University of Limerick Background
The 3D printing market is expected to reach $30 Billion USD by 2022, at a CAGR of 28.5% between 2016 and 2022. The innovations in this market are in the materials and printing technologies. Medical applications are one of the highest growth sectors for 3D printing.
The most common 3D printing materials are polymer based. Polymer is radiolucent, meaning it is not easily detectable by x-ray imaging. X-ray imaging is a non-invasive technique and is based on the principle that heavier atoms are more likely to attenuate radiation. Since everyday polymers are made up of light atoms, there is no X-ray attenuation. A key limitation of 3D printing for medical use is that polymers are naturally radiolucent.
The advantages of 3D printing are well described, the development of a radiopaque material suitable for multi-material printing has potential applications across multiple disciplines.
Technology Overview
Radiopaque 3D printing material is a step towards being able to manufacture complete medical devices using 3D printers. Researchers at the University of Limerick have developed a radio-opaque material for multi-material 3D printing that replicates the appearance of bone under X-ray imaging modalities. The materials/inks developed in UL are based on nanoparticles which are considered safe with medical grade.
3D Printing of anatomical models is well described, however the use of these models for teaching or training in the radiological setting is limited due to the similar densities of current multi-material printing materials.
This newly developed material has an equivalent radiodensity to that of compact bone and can be diluted with a second or subsequent material to produce varying radiodensities.
The radiopaque material is:

UV curable that meets the technical requirements for poly jet printing (particle size suitable to passing through a 50 µm aperture on a piezo printing head). UL researchers have demonstrated the radiopacity of samples relative to porcine bone under standard plain film X-ray.
Commercially available medical grade inks targeting applications based on radiopaque properties.
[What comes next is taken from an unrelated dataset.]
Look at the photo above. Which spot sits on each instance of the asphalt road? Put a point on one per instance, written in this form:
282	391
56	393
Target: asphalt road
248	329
Fabrication of components with integrated, radiopaque positioning markers. This may be of particular benefit in delivery systems for prosthetic heart valves, pacemakers, filters, coils or occlusion devices.
Scanning a particular body part. Or positioning for x-rays for body parts.
Surgery Planning and training, CT technician training.
Other potential applications include shielding and positioning in oncology.
Targeting applications based on radiopaque properties.

The University of Limerick is seeking partners to exploit the commercial potential of these technologies by entering into licensing agreements and research collaborations.
Potential partners could include composite material manufacturers, manufacturers of 3D printed products, and additive manufacturers.